The power grid is an important building block for the energy transition. The transmission grid transports electricity over long distances, for example, from wind power plants in the North Sea southern destinations. The distribution grid integrates decentralized power plants such as photovoltaics. However, the production of electricity from renewable energies depends on their location and the weather. This poses increasing challenges for the power grid. Short- and long-term storage facilities and the grid must be expanded to compensate for the volatility in renewable electricity supply.

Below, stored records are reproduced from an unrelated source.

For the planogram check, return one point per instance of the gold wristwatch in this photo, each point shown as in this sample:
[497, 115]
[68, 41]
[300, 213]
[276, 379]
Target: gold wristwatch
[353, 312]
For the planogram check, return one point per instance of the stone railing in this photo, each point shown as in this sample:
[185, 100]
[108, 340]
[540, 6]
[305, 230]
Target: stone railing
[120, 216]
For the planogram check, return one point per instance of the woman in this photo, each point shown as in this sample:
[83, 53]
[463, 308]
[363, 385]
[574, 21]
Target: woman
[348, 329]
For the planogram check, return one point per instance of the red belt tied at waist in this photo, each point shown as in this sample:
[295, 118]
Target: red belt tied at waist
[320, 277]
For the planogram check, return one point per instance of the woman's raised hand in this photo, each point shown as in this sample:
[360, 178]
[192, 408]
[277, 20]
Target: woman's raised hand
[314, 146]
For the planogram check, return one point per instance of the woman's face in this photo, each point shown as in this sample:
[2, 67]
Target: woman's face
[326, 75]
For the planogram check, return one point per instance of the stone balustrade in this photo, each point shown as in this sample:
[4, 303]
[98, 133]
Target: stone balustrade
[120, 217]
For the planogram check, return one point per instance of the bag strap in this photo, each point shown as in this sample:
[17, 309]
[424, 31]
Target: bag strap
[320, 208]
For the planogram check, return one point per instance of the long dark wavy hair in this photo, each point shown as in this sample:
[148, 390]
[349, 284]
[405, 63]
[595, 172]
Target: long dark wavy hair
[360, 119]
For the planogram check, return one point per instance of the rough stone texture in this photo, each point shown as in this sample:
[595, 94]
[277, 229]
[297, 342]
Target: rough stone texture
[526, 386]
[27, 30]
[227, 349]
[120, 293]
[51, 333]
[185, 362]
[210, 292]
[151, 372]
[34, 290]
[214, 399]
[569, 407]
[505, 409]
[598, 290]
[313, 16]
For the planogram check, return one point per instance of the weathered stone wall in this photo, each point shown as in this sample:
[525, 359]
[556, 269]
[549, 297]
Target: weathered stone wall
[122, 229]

However, there have been several obstacles to grid expansion up to now, such as protests against new electricity poles and lines near residential areas and lengthy approval procedures. The operation of storage facilities and plants that can flexibly consume electricity is also often not yet economical.
Another obstacle to an efficient energy transition is often the current regulation of the grids. As natural monopolies, their operators are controlled by the Federal Network Agency (Bundesnetzagentur). However, there is much debate about the specifics of the regulation. These have consequences for sector coupling, for example: if electricity is too expensive due to grid fees, it cannot be used economically in other sectors.
In several research projects, the EWI analyzes the regulation of the electricity grid. These investigate, for example, the regulation of distribution and transmission system operators, but also the system of grid fees and the design of the electricity market. The EWI is working out theoretically, a possible specific structure, and quantitatively, the effects of regulatory changes.
The EWI uses its findings to support policymakers and industry on economic and strategic issues, such as the economics of concession allocation.
Decentralized coordination mechanisms are an essential component of the future energy system. These could be, for example, local (flexibility) markets to manage congestion in the grid or node-specific, time-variable electricity prices. However, there are still many questions as to the details of these decentralized coordination mechanisms. The EWI is researching the effects of various options on the behavior of market participants.
Which load flows are occurring in the German transmission grid? And what (node- or zone-specific) prices, generation, trading volumes, and efficient investments in power plants result from this? The EWI can calculate this with its SPIDER model. Grid restrictions can be taken into account in dispatch and investment modeling. Additionally, the EWI can determine the impact on future redispatch requirements. The model is based on a high-resolution DC load flow calculation of the German transmission grid and node-specific data on electricity demand, generation capacities, and RE availabilities.